Australia’s history offers two distinctly different stories and to ask the descendants of the oldest continuous culture on Earth is to hear a story of survival.
For the first time Anaiwan people will mark Survival Day with an event at the Armidale Community Garden.
Gomeroi man Rob Waters said that in working toward reconciliation, Australia still had a long way to come.
“January 26 marked the start of pretty horrific times for Aboriginal people – genocide happened within this country,” he said.
“As Aboriginal people see it, it’s marking the start of an invasion, but by calling it Survival Day for myself it means we acknowledge it and we acknowledge the tenacity of Aboriginal people to be able to go through all of that and still be here.
“We’re still here fighting, we’re still here practicing culture on our country – despite all the attempts for us not to be here.”
The Survival Day event will include traditional dance, smoking ceremonies, a yarn circle, food and market stalls.
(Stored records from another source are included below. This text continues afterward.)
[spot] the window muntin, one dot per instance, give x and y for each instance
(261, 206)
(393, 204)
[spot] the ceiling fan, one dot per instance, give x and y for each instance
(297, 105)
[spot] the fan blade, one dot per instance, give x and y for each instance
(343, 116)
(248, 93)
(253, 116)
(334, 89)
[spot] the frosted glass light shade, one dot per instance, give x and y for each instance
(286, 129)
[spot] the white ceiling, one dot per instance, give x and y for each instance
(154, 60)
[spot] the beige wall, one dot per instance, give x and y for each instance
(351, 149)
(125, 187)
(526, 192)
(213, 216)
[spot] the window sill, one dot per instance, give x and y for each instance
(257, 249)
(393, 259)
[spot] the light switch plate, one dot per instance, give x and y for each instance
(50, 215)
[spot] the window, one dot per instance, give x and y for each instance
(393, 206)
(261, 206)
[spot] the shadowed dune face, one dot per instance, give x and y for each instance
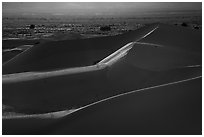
(173, 109)
(70, 53)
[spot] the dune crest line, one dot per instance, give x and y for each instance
(109, 60)
(61, 114)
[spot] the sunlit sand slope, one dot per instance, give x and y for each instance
(70, 53)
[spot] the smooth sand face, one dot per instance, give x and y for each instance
(147, 63)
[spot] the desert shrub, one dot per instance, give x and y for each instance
(32, 26)
(184, 24)
(105, 28)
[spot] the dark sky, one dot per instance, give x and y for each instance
(94, 8)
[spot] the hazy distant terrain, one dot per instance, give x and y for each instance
(94, 74)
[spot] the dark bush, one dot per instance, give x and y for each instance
(105, 28)
(184, 24)
(32, 26)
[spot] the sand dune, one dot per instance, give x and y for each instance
(124, 111)
(67, 75)
(71, 53)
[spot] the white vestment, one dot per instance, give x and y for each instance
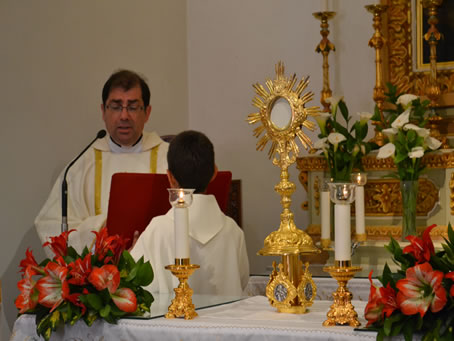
(89, 187)
(217, 244)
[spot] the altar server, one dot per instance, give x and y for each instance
(217, 243)
(127, 148)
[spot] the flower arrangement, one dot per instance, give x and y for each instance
(342, 146)
(404, 128)
(106, 284)
(419, 297)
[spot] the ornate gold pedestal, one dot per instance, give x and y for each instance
(182, 303)
(342, 310)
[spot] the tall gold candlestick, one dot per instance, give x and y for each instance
(324, 47)
(377, 42)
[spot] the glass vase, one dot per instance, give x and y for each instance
(409, 190)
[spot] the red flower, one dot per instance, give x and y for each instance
(28, 298)
(421, 249)
(74, 299)
(422, 288)
(79, 270)
(59, 244)
(106, 276)
(103, 243)
(382, 301)
(125, 299)
(53, 288)
(450, 275)
(29, 262)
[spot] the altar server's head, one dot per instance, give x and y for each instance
(191, 161)
(125, 106)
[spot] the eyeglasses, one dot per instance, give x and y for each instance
(130, 109)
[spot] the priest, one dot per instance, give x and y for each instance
(126, 148)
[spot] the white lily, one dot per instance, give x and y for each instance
(386, 151)
(364, 117)
(406, 99)
(321, 144)
(390, 133)
(321, 121)
(335, 139)
(432, 143)
(401, 119)
(416, 152)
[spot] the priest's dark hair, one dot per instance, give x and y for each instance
(191, 160)
(126, 80)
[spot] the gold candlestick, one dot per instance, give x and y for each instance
(342, 310)
(324, 47)
(377, 42)
(182, 303)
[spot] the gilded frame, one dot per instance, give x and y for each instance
(399, 61)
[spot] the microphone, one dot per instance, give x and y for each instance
(64, 185)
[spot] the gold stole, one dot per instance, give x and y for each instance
(98, 173)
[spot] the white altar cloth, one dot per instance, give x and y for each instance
(251, 319)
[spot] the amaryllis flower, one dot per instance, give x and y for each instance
(382, 301)
(28, 298)
(422, 288)
(59, 244)
(406, 100)
(432, 143)
(450, 275)
(401, 119)
(416, 152)
(104, 277)
(386, 151)
(321, 121)
(103, 243)
(79, 270)
(125, 300)
(390, 133)
(53, 288)
(30, 262)
(335, 139)
(421, 248)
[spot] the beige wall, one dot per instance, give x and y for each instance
(54, 59)
(55, 56)
(233, 44)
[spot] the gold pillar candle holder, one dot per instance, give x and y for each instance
(377, 42)
(182, 303)
(325, 47)
(342, 310)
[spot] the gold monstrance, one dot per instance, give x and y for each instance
(282, 114)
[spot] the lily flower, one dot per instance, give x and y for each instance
(386, 151)
(420, 290)
(406, 100)
(104, 277)
(321, 121)
(416, 152)
(28, 298)
(401, 120)
(432, 143)
(59, 244)
(390, 133)
(125, 300)
(335, 139)
(421, 248)
(364, 117)
(53, 288)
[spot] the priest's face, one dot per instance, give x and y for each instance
(125, 115)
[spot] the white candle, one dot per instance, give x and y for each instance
(181, 232)
(342, 240)
(325, 215)
(325, 5)
(359, 210)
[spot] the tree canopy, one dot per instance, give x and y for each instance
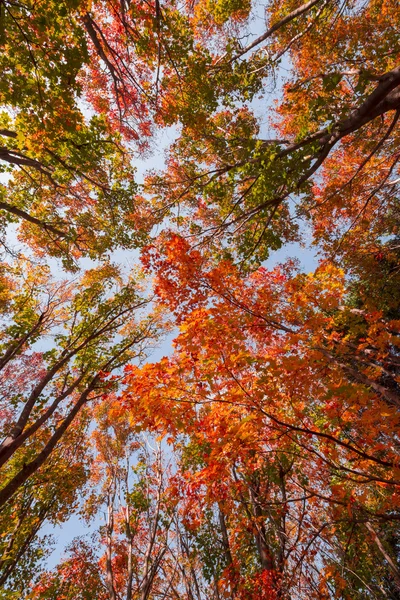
(259, 459)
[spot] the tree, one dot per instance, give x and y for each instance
(96, 333)
(290, 434)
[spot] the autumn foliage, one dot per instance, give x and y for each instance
(256, 456)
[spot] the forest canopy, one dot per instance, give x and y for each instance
(256, 457)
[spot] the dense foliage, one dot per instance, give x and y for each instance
(260, 459)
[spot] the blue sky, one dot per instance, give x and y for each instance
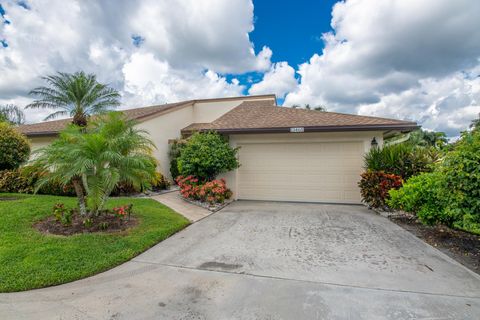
(292, 29)
(414, 60)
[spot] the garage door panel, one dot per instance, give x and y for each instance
(320, 172)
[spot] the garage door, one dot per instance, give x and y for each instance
(317, 172)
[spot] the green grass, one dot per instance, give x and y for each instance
(30, 259)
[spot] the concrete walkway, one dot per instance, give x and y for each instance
(267, 260)
(188, 210)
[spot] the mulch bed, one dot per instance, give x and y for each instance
(462, 246)
(114, 224)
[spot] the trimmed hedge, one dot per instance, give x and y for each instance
(14, 147)
(206, 155)
(451, 193)
(403, 159)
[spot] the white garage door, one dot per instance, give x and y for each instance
(317, 172)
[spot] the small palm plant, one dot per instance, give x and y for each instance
(78, 95)
(108, 151)
(12, 114)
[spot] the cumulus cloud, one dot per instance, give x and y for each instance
(188, 44)
(280, 80)
(404, 58)
(148, 79)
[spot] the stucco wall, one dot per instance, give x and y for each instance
(167, 126)
(237, 140)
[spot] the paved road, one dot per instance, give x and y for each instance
(266, 260)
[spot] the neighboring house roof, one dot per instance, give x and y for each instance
(49, 128)
(256, 117)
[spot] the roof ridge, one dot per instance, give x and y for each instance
(348, 114)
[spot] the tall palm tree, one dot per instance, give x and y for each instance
(78, 95)
(12, 114)
(108, 151)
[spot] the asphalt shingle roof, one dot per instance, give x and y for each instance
(256, 116)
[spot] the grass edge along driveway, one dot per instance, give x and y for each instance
(30, 259)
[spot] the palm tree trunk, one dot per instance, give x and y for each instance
(77, 185)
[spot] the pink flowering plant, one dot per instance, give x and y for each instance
(214, 191)
(123, 211)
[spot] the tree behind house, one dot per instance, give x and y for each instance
(77, 95)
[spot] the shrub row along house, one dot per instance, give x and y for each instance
(284, 153)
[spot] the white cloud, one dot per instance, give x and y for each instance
(186, 42)
(402, 58)
(280, 80)
(148, 79)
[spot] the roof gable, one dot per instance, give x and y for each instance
(49, 128)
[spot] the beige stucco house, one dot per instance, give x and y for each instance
(285, 154)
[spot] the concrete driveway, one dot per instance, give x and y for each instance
(266, 260)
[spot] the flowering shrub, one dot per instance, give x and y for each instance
(375, 185)
(123, 211)
(214, 191)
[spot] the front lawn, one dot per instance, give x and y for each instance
(30, 259)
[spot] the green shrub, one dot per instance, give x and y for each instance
(206, 155)
(461, 170)
(159, 182)
(13, 181)
(23, 180)
(423, 195)
(14, 147)
(374, 187)
(402, 159)
(451, 193)
(174, 152)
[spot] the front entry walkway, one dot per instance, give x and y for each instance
(269, 260)
(188, 210)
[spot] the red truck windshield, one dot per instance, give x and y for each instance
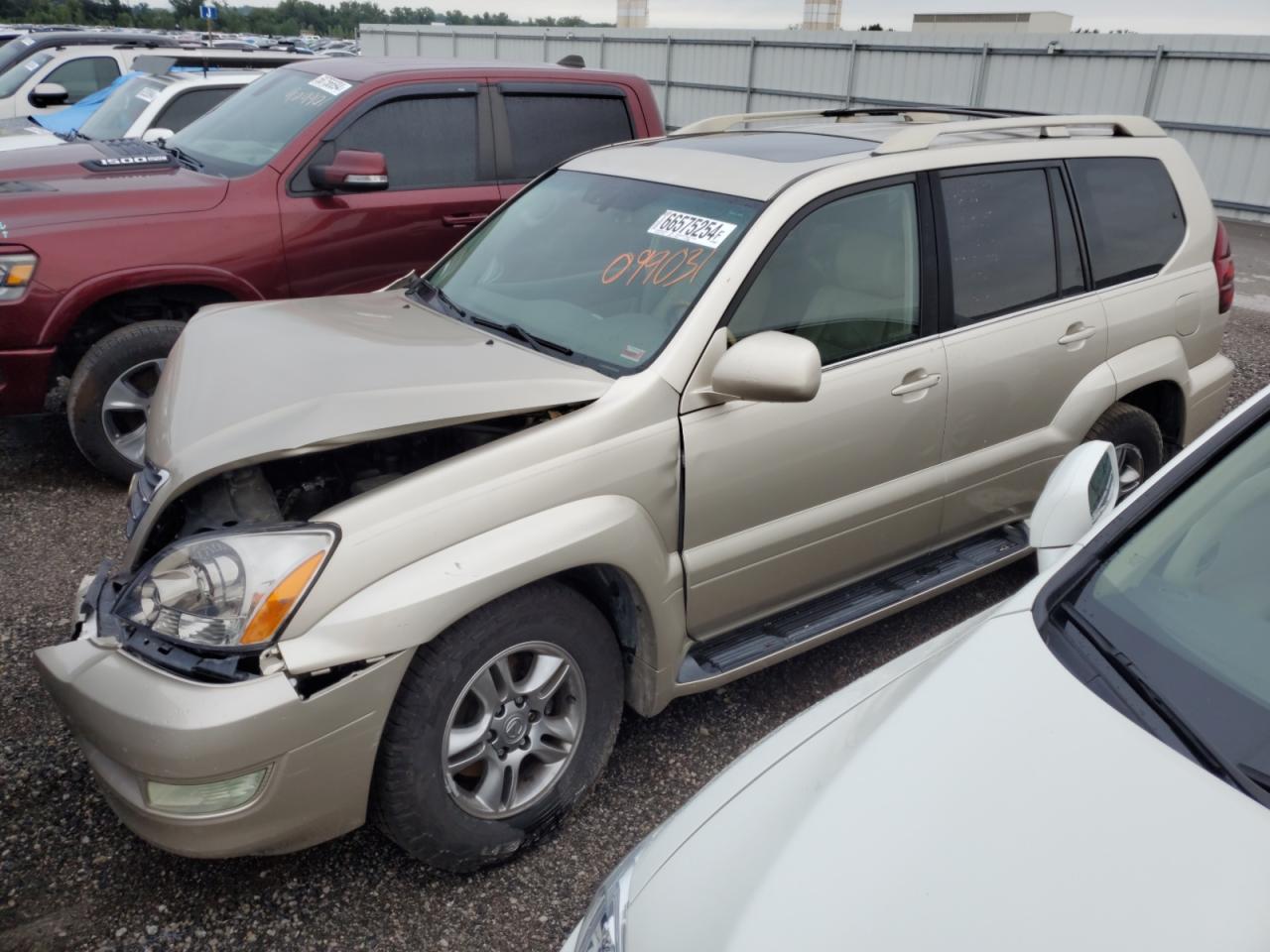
(258, 121)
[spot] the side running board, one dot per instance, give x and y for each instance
(851, 604)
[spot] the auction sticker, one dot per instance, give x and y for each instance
(691, 227)
(330, 85)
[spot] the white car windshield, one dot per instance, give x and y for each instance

A smoking ceremony is a cleansing practice that Aboriginal people have used for thousands of years.
“When people come together in big groups we bring different energies and spirits with us,” Mr Waters said.
“We use them at big gatherings, before towns existed we’d cross over into someone else’s country, we’d wait on the border and light a fire that told them we were coming.
“It’s a welcome to country as well.”
Mr Waters said that anybody was welcome to join the event and learn about Aboriginal culture.
"People who want to celebrate Australia Day can go ahead, just acknowledge that we are doing what we want to do, we’re still here, we’re a thorn in their sides because we won’t go away,” he said.
“It’s Survival Day for a reason, we survived, we’re still surviving and we’re the oldest surviving culture on the planet.
“We’ve been here since time immemorial.”
The event will take place at the Armidale Community Garden on Mossman Street, January 26 from 3pm.